No adverse effects were reported in a human study conducted with whole leaf powder at a single dose of 50 g or in another study in which participants received a dose of 8 g per day for 40 days.4 However, higher concentrations of toxic substances have been detected in the seeds, root, and bark of the plant.3

One case of urticaria was described in an article published in the journal of the Spanish Society of Allergology and Immunology. The authors described a 54-year-old man who presented with urticaria after taking a food supplement consisting of powdered moringa leaves.5 An article recently published by the Sri Lankan medical association described Stevens–Johnson syndrome in a 53-year-old man who had consumed moringa leaves.6 Rash and urticaria are the most frequently reported immediate adverse reactions associated with herbal medicines.2

The few published studies of moringa have demonstrated that it contains the potentially toxic agents moringin and moringinin, plant alkaloids that are structurally very similar to ephedrine.7 Both ephedrine and pseudoephedrine exert adverse cutaneous effects, which include eruption, fixed drug eruption, acute generalized exanthematous pustulosis, and erythroderma.8,9

Descriptions of lesion histology are absent from most of these reports and, if included, tend to consist of variable, nonspecific changes.

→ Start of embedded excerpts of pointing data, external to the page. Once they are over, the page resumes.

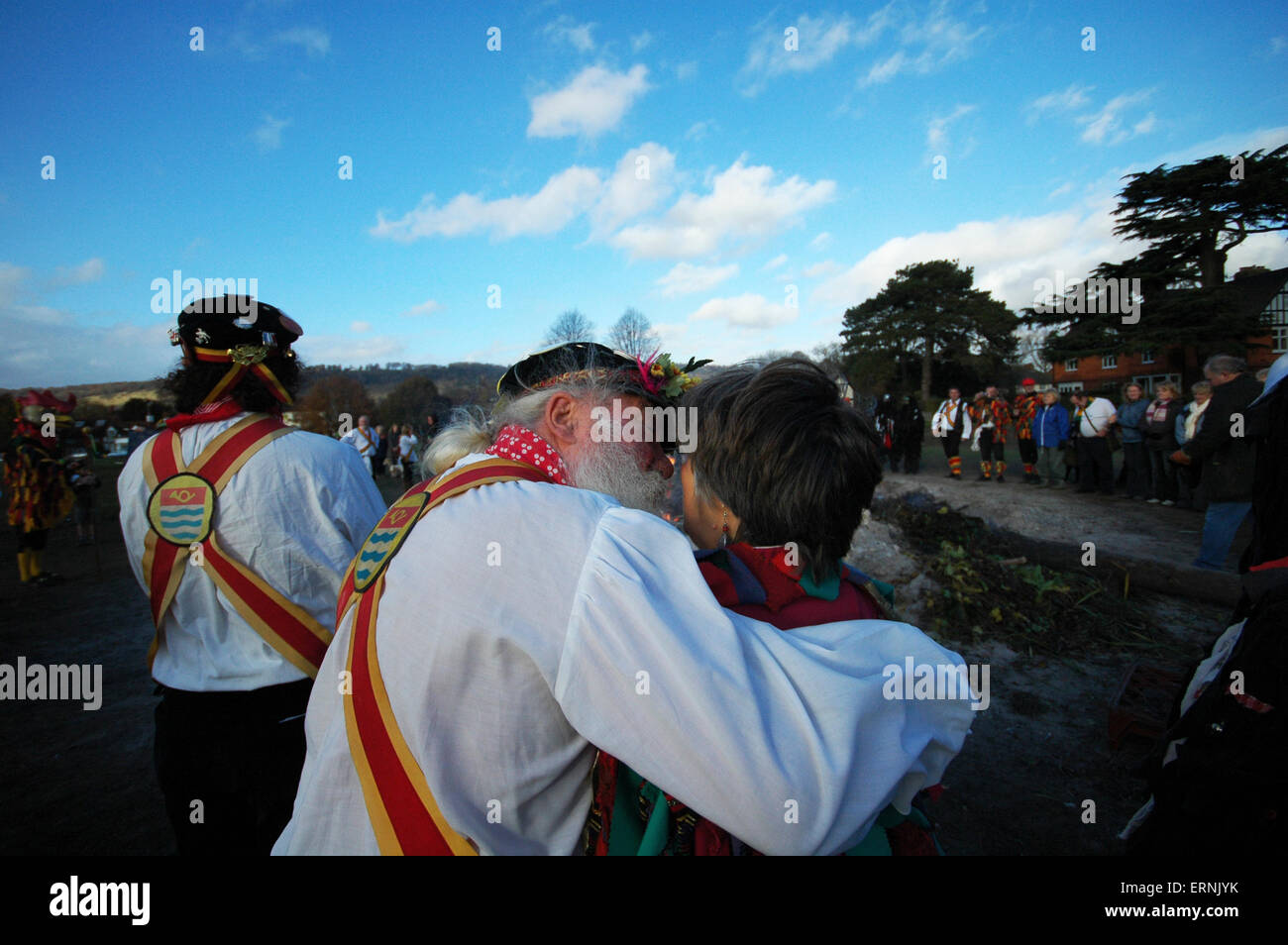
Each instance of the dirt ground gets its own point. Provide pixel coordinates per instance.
(78, 782)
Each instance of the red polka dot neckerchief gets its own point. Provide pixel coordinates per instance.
(518, 443)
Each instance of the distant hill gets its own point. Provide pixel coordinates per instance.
(462, 382)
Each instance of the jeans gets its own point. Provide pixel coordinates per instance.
(1163, 472)
(1095, 465)
(1220, 525)
(1136, 464)
(1051, 465)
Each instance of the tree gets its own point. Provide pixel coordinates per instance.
(1190, 218)
(932, 310)
(326, 399)
(571, 326)
(410, 402)
(632, 334)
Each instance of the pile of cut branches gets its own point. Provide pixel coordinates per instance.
(988, 592)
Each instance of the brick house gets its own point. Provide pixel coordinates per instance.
(1257, 290)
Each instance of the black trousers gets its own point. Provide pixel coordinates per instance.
(1028, 451)
(952, 443)
(1095, 465)
(230, 765)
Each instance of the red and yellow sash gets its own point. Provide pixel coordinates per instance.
(403, 812)
(181, 511)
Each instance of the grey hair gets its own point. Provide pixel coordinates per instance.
(1225, 365)
(472, 430)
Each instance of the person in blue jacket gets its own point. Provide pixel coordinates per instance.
(1131, 416)
(1051, 435)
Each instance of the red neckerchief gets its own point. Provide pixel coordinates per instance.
(219, 409)
(518, 443)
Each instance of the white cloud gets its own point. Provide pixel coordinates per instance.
(558, 202)
(743, 204)
(818, 42)
(642, 179)
(592, 102)
(316, 43)
(686, 278)
(425, 308)
(1106, 125)
(818, 269)
(568, 30)
(268, 136)
(926, 47)
(1008, 254)
(698, 130)
(936, 132)
(747, 310)
(1067, 101)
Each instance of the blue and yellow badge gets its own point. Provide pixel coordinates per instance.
(181, 509)
(385, 538)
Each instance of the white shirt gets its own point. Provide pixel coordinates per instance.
(364, 441)
(947, 415)
(1100, 412)
(595, 628)
(296, 514)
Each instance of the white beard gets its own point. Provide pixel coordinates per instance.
(609, 468)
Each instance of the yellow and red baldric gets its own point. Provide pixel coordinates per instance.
(243, 358)
(403, 814)
(181, 512)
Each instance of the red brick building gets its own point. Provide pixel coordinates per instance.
(1257, 290)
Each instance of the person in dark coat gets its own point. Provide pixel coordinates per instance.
(885, 415)
(910, 429)
(1227, 443)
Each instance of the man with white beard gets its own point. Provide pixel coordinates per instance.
(535, 614)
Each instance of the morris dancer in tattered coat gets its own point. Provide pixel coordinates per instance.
(515, 613)
(239, 528)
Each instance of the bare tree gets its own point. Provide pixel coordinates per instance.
(632, 334)
(571, 326)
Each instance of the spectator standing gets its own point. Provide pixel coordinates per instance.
(910, 429)
(1159, 430)
(1131, 415)
(407, 445)
(1188, 424)
(1093, 419)
(1050, 435)
(1229, 454)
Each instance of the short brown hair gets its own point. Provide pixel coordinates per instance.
(789, 456)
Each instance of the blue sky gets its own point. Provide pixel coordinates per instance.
(673, 158)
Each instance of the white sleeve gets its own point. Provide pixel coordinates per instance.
(782, 738)
(357, 503)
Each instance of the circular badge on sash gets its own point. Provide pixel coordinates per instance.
(385, 538)
(181, 509)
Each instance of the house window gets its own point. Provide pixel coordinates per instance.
(1278, 312)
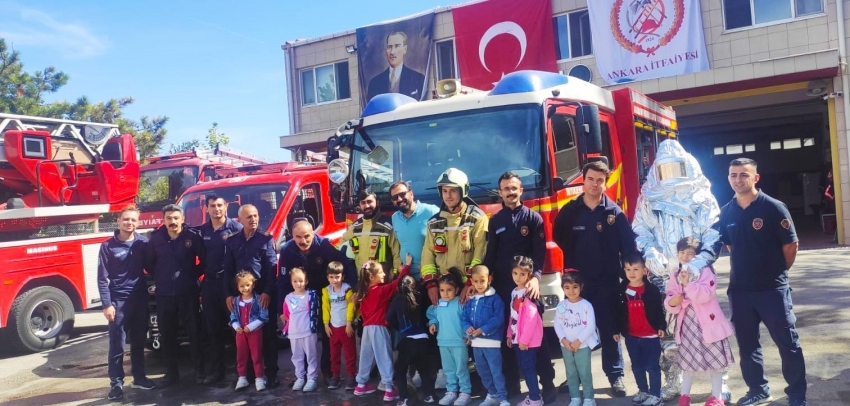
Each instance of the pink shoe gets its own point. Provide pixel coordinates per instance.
(713, 401)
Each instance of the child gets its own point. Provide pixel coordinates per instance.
(300, 317)
(247, 318)
(575, 325)
(407, 315)
(483, 321)
(373, 297)
(525, 331)
(338, 316)
(642, 322)
(444, 321)
(702, 330)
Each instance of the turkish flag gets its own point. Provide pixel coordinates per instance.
(497, 37)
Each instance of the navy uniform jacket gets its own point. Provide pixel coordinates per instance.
(120, 269)
(256, 254)
(757, 235)
(215, 243)
(175, 264)
(514, 232)
(593, 240)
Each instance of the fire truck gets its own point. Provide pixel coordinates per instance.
(541, 126)
(57, 178)
(164, 178)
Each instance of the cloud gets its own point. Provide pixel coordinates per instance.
(36, 28)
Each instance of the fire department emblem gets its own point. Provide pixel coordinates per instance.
(643, 26)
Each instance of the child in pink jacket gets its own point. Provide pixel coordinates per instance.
(525, 331)
(702, 330)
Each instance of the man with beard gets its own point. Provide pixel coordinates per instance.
(176, 259)
(215, 288)
(253, 250)
(371, 237)
(518, 230)
(312, 253)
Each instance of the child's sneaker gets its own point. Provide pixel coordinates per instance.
(362, 390)
(463, 399)
(448, 399)
(640, 398)
(390, 395)
(241, 383)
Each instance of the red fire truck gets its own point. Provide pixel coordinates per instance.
(542, 126)
(164, 178)
(57, 177)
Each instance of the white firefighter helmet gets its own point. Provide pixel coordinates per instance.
(455, 177)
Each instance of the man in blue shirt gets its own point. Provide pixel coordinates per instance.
(121, 282)
(215, 288)
(759, 233)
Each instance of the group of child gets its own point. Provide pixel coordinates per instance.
(702, 331)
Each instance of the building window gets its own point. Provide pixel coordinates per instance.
(324, 84)
(572, 35)
(746, 13)
(446, 61)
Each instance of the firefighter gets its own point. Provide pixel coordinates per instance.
(176, 259)
(371, 237)
(253, 249)
(455, 237)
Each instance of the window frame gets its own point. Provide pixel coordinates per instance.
(755, 25)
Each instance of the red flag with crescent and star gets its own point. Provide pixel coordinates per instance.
(497, 37)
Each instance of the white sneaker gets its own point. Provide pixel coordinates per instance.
(463, 399)
(448, 399)
(241, 383)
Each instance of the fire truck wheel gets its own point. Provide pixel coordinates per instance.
(43, 318)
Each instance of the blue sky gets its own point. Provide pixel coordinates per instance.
(197, 62)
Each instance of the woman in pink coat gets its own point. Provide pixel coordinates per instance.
(702, 330)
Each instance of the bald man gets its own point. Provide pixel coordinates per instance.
(312, 253)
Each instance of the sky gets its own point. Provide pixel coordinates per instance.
(197, 62)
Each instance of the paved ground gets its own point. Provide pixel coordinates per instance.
(76, 373)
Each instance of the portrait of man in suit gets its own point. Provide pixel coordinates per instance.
(397, 78)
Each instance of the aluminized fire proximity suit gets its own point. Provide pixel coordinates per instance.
(675, 202)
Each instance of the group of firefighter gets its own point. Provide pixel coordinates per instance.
(591, 230)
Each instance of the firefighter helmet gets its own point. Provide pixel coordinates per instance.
(455, 177)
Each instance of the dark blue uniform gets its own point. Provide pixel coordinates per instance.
(176, 264)
(121, 282)
(517, 232)
(759, 292)
(315, 265)
(214, 291)
(257, 254)
(593, 241)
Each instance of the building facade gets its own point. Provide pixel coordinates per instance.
(774, 93)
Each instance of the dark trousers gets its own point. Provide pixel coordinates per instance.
(645, 354)
(131, 317)
(604, 301)
(775, 309)
(416, 353)
(216, 316)
(174, 312)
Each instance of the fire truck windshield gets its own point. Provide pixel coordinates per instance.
(484, 143)
(266, 197)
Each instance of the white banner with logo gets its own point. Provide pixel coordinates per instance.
(646, 39)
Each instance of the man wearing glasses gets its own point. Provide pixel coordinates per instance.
(593, 233)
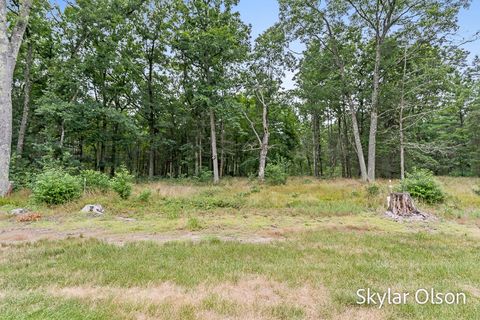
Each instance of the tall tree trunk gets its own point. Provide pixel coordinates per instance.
(62, 133)
(222, 146)
(213, 138)
(264, 144)
(400, 120)
(151, 161)
(358, 144)
(316, 144)
(113, 156)
(151, 120)
(101, 163)
(9, 47)
(26, 100)
(372, 138)
(5, 115)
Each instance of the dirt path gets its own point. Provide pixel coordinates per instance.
(24, 235)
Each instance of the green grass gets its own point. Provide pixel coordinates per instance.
(332, 240)
(340, 261)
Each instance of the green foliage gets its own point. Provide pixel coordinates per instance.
(204, 176)
(276, 174)
(95, 180)
(145, 195)
(194, 224)
(373, 190)
(476, 190)
(122, 183)
(21, 173)
(422, 185)
(55, 186)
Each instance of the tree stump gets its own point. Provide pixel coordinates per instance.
(401, 204)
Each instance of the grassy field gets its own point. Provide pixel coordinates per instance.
(238, 251)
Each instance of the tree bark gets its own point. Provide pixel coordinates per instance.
(9, 47)
(358, 144)
(372, 138)
(316, 144)
(400, 120)
(222, 146)
(264, 144)
(213, 138)
(26, 100)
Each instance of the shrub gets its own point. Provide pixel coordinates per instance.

Reported findings include hydropic changes in the basement membrane and perivascular infiltrate, but not necrosis as intense as that observed in our patient’s biopsy, the results of which were compatible with Stevens–Johnson syndrome.10

These types of plants are classified as dietary foods or supplements, and therefore do not require evidence of quality, efficacy, or safety prior to commercialization. Due to the large number of components that a single plant can contain, evaluation of efficacy and safety is much more complex than for conventional drugs.

We wish to highlight the importance of monitoring the consumption and adverse effects of M oleifera, given the growing market for this plant in Europe.